With the holidays coming up and everyone tired of lockdowns and quarantines, I fully understand the frustrations that seniors and their families have about restrictions with visitation and socializing in general. One 82-year old gentleman I work with named Jack has family members who live out of state who haven’t visited for months because of the pandemic. Jack has heart disease and diabetes, putting him in a high-risk category.

“I don’t understand why they won’t come for Thanksgiving this year,” Jack groused when I came by for my weekly visit. “It’s not like Jamie or the grandkids are sick.”

“No, but they’re worried about traveling, and they’re concerned about not getting you sick either,” I said. I talked to Jack’s daughter on a regular basis. She too was upset that she hadn’t seen her father in a long time, but she had medical conditions of her own and was reluctant to travel. Not to mention she didn’t want her children to possibly expose Jack to the virus. They were back in school and she worried that they could become infected and not even know it.

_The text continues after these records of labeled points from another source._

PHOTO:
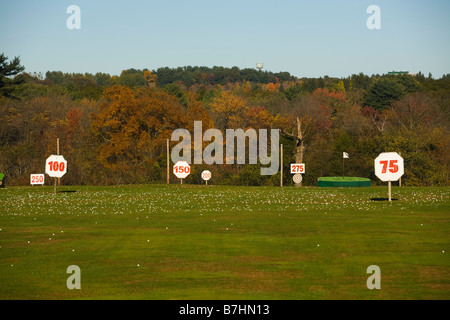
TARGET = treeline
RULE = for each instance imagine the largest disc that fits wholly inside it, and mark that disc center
(113, 129)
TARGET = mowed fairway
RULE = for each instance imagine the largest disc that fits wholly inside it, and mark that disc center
(223, 242)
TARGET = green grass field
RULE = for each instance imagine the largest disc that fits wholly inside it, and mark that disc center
(220, 242)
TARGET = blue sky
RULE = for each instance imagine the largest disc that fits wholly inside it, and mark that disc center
(305, 38)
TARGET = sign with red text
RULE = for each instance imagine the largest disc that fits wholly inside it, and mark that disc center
(389, 166)
(37, 178)
(297, 168)
(56, 166)
(206, 175)
(181, 169)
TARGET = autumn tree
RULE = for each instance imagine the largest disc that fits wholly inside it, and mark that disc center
(229, 110)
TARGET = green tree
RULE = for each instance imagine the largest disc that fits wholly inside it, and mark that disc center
(383, 92)
(7, 70)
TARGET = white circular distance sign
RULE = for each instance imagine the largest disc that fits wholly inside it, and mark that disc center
(181, 169)
(206, 175)
(389, 166)
(56, 166)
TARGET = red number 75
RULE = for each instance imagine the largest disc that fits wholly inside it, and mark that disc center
(393, 167)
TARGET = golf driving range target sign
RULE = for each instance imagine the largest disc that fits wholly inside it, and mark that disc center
(181, 169)
(297, 178)
(206, 175)
(56, 166)
(389, 166)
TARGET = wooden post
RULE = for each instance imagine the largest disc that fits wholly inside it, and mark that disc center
(389, 190)
(56, 180)
(281, 171)
(57, 152)
(168, 170)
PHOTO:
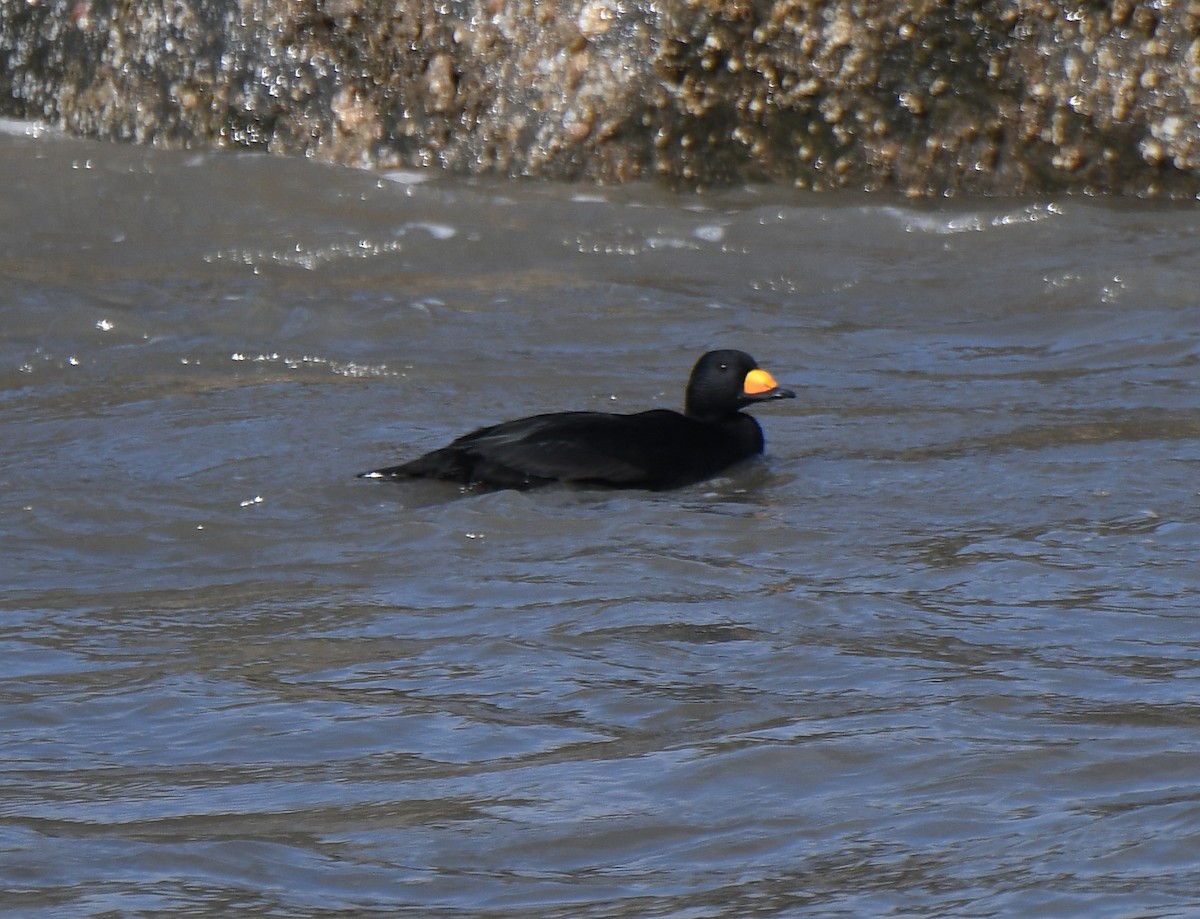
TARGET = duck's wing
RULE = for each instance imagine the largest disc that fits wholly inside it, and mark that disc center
(573, 446)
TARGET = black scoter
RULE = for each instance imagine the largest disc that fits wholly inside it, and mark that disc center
(658, 449)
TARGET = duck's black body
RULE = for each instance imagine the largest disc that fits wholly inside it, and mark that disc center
(657, 449)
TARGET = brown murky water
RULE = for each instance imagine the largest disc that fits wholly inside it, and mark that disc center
(935, 655)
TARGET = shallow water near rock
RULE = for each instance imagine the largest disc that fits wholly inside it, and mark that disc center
(934, 654)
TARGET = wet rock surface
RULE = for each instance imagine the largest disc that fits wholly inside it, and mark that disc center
(921, 97)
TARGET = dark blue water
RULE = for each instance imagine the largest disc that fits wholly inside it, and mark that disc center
(935, 655)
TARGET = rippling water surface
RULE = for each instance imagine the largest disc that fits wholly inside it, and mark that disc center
(935, 655)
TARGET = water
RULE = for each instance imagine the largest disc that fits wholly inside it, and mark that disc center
(935, 655)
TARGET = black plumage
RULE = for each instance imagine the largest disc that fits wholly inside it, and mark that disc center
(657, 449)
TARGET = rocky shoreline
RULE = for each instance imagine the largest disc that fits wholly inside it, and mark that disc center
(927, 98)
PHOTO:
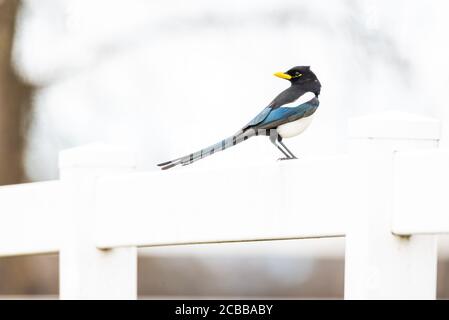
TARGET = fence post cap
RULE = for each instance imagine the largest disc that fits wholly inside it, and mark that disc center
(394, 125)
(97, 154)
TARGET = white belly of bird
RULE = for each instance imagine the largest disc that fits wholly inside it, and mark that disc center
(294, 128)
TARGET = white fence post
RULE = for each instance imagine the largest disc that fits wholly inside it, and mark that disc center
(378, 264)
(85, 271)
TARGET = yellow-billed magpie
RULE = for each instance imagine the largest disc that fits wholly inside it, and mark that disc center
(288, 115)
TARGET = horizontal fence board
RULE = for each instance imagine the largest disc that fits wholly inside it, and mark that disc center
(305, 198)
(421, 192)
(30, 218)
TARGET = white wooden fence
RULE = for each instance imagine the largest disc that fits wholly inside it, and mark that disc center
(387, 196)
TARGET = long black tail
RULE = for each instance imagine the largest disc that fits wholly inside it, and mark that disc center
(220, 146)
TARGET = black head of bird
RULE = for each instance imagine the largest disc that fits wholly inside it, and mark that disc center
(297, 75)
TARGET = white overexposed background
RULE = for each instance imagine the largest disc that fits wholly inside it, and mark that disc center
(166, 78)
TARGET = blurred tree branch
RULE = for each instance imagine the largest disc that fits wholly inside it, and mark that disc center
(14, 100)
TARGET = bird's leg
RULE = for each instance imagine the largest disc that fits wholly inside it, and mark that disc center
(285, 147)
(274, 140)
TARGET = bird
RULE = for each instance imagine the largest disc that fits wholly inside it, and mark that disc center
(288, 115)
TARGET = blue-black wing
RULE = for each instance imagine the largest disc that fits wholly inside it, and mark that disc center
(271, 118)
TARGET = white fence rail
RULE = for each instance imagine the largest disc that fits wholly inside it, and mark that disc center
(380, 198)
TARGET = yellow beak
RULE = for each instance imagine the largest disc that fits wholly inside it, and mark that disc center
(283, 75)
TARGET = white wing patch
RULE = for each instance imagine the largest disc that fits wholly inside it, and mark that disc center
(306, 97)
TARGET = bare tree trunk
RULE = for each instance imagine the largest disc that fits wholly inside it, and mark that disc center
(14, 100)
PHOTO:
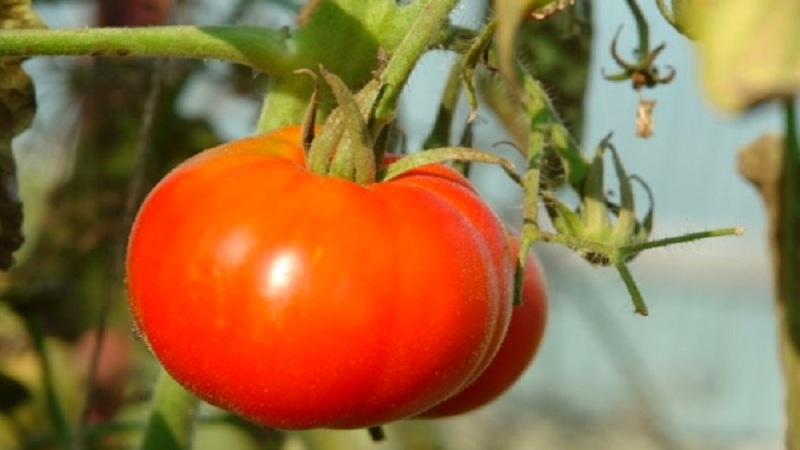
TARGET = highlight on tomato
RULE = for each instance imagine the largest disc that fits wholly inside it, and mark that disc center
(299, 300)
(516, 353)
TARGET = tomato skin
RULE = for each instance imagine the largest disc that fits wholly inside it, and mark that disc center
(301, 301)
(517, 352)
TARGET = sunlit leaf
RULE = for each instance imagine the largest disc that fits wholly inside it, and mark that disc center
(17, 107)
(749, 51)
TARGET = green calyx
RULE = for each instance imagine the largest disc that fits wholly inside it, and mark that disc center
(344, 147)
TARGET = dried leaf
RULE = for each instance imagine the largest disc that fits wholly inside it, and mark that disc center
(17, 107)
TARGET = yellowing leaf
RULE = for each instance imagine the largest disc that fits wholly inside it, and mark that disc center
(749, 51)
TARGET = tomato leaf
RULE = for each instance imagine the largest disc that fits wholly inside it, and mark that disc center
(17, 108)
(749, 51)
(12, 393)
(510, 14)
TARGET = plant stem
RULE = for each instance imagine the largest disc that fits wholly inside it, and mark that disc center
(171, 420)
(414, 44)
(54, 407)
(642, 28)
(733, 231)
(263, 49)
(787, 246)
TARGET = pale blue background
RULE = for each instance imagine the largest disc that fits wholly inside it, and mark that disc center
(701, 371)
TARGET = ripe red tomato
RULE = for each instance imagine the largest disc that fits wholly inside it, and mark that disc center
(516, 353)
(299, 301)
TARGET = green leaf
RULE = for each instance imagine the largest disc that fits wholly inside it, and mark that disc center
(17, 108)
(510, 14)
(12, 393)
(749, 51)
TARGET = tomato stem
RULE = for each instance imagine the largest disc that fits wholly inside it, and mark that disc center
(261, 48)
(416, 41)
(439, 155)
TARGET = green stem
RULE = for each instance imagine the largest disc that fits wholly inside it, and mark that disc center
(631, 249)
(642, 28)
(788, 290)
(633, 289)
(54, 407)
(263, 49)
(668, 16)
(171, 420)
(445, 154)
(432, 15)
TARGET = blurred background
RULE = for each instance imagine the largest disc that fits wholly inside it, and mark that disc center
(700, 373)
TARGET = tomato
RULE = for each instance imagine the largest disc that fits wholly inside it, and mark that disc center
(298, 300)
(516, 352)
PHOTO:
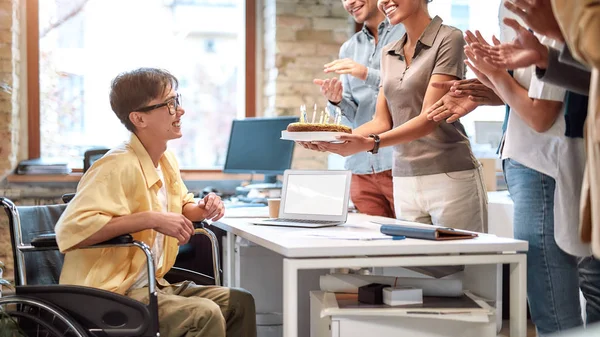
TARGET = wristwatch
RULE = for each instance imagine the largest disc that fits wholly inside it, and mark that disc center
(375, 148)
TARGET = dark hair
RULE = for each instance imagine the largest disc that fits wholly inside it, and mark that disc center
(134, 89)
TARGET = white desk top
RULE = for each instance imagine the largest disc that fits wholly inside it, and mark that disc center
(297, 242)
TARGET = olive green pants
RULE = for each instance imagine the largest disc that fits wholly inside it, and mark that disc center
(190, 310)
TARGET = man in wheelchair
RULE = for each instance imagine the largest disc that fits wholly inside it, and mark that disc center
(137, 188)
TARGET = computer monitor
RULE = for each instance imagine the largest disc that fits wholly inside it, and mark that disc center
(255, 147)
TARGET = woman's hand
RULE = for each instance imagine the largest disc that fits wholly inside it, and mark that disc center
(351, 144)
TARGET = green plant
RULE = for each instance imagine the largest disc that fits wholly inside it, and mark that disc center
(8, 327)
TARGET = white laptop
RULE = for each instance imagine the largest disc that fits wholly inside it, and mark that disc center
(312, 199)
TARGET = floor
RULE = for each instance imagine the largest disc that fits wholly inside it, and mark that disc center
(505, 332)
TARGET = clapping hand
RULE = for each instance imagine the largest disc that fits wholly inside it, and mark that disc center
(331, 88)
(538, 15)
(524, 51)
(347, 66)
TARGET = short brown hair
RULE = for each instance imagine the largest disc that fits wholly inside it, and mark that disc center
(134, 89)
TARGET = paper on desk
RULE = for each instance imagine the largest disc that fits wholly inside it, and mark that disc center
(349, 283)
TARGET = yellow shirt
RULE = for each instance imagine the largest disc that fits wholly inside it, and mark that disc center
(122, 182)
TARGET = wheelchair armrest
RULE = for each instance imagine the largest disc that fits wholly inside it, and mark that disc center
(177, 274)
(48, 240)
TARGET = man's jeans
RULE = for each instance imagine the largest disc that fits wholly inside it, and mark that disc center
(552, 276)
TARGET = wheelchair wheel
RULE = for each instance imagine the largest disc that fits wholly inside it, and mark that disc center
(35, 318)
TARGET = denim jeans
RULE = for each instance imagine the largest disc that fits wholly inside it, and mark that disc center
(589, 281)
(552, 274)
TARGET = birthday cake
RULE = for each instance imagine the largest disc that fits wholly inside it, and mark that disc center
(322, 125)
(317, 127)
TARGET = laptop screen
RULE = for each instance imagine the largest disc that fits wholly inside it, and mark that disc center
(316, 194)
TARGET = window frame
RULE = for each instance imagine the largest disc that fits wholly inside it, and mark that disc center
(33, 71)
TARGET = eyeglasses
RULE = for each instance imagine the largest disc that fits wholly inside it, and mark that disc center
(172, 104)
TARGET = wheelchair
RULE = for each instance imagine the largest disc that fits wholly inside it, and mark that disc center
(42, 307)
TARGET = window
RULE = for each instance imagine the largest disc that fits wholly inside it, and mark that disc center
(482, 16)
(83, 44)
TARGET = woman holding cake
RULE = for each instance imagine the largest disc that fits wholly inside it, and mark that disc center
(435, 175)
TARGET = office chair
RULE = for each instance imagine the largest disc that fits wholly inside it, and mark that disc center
(41, 307)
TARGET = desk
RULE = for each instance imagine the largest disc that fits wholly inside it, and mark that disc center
(303, 253)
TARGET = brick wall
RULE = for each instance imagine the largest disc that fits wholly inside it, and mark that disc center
(299, 37)
(9, 107)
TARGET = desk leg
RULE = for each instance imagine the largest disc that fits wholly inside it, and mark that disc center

She and I had explained this to Jack, but it wasn’t easy for him to accept. Nor was he happy that for months now, he hadn’t left the house much and had to forego the weekly poker game he and his neighbors used to have. I helped Jack set up the iPad his daughter had bought him so he could see her and his grandchildren on video calls. I encouraged Jack to stay in touch with his friends, even if they couldn’t see each other in person. It isn’t ideal, but taking precautions can literally make the difference between life and death. Wearing a mask, maintaining social distance, and washing hands frequently are especially important for seniors, who are also vulnerable to getting the flu virus this winter.

It’s a stressful time but until an effective vaccine is available and life becomes more normal, as a case manager I do whatever I can to protect my clients, including getting tested for COVID-19 every two weeks myself. I help seniors make the best of these trying circumstances and ease their isolation. More than ever before, families can benefit during this pandemic from having a case manager monitor their loved ones’ health and well-being, whether they’re living at home or in a facility.